Baseline correction of a correlation model for improving the prediction accuracy of infrared marker-based dynamic tumor tracking

We previously found that the baseline drift of external and internal respiratory motion reduced the prediction accuracy of infrared (IR) marker-based dynamic tumor tracking irradiation (IR Tracking) using the Vero4DRT system. Here, we proposed a baseline correction method, applied immediately before beam delivery, to improve the prediction accuracy of IR Tracking. To perform IR Tracking, a four-dimensional (4D) model was constructed at the beginning of treatment to correlate the internal and external respiratory signals, and the model was expressed using a quadratic function involving the IR marker position (x) and its velocity (v), namely function F(x,v). First, the first 4D model, F-1st(x,v), was adjusted by the baseline drift of IR markers (BDIR) along the x-axis, as function F'(x,v).

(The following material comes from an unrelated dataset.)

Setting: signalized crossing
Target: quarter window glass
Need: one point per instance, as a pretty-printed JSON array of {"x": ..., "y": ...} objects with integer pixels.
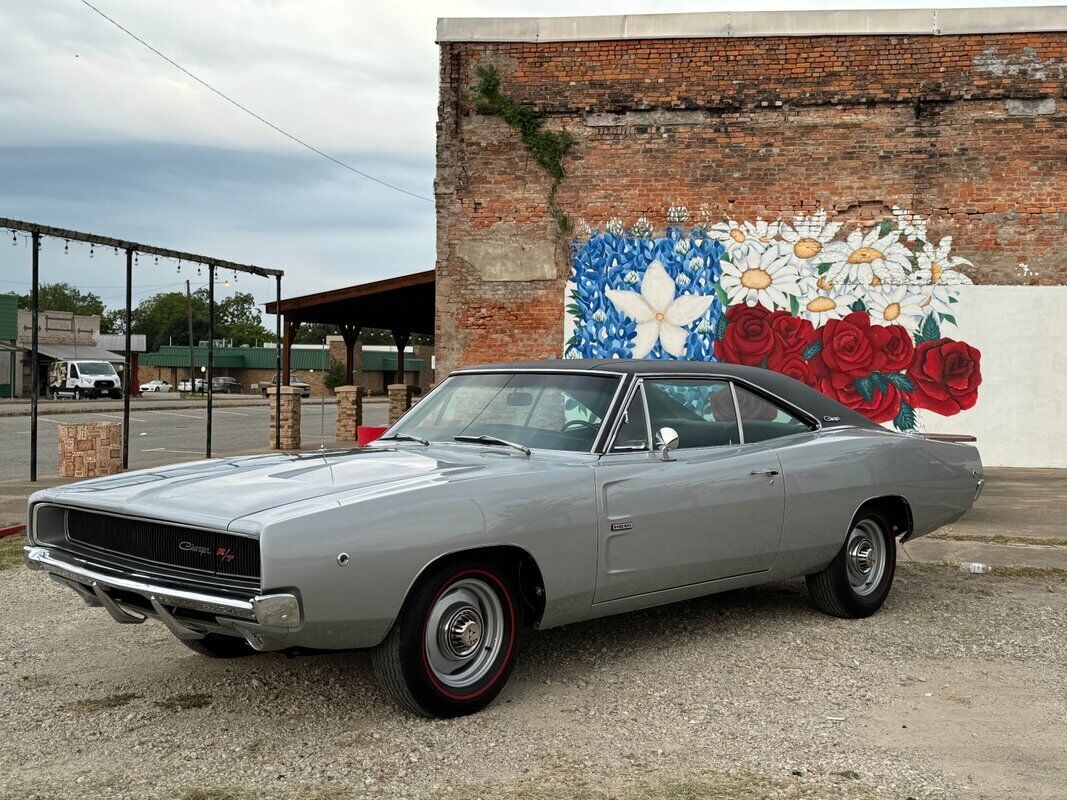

Next, BDdetect, that defined as the difference between the target positions indicated by the implanted fiducial markers (P-detect) and the predicted target positions with F'(x,v) (P-predict) was determined using orthogonal kV X-ray images at the peaks of the P-detect of the end-inhale and end-exhale phases for 10 s just before irradiation. F'(x,v) was corrected with BDdetect to compensate for the residual error. The final corrected 4D model was expressed as F-cor(x,v) = F-1st{(x-BDIR), v}-BDdetect. We retrospectively applied this function to 53 paired log files of the 4D model for 12 lung cancer patients who underwent IR Tracking. The 95th percentile of the absolute differences between P-detect and P-predict (vertical bar E-p vertical bar) was compared between F-1st(x,v) and F-cor(x,v). The median 95th percentile of vertical bar E-p vertical bar (units: mm) was 1.0, 1.7, and 3.5 for F-1st(x,v), and 0.6, 1.1, and 2.1 for F-cor(x,v) in the left-right, anterior-posterior, and superior-inferior directions, respectively. Over all treatment sessions, the 95th percentile of vertical bar E-p vertical bar peaked at 3.2 mm using F-cor(x,v) compared with 8.4 mm using F-1st(x,v). Our proposed method improved the prediction accuracy of IR Tracking by correcting the baseline drift immediately before irradiation.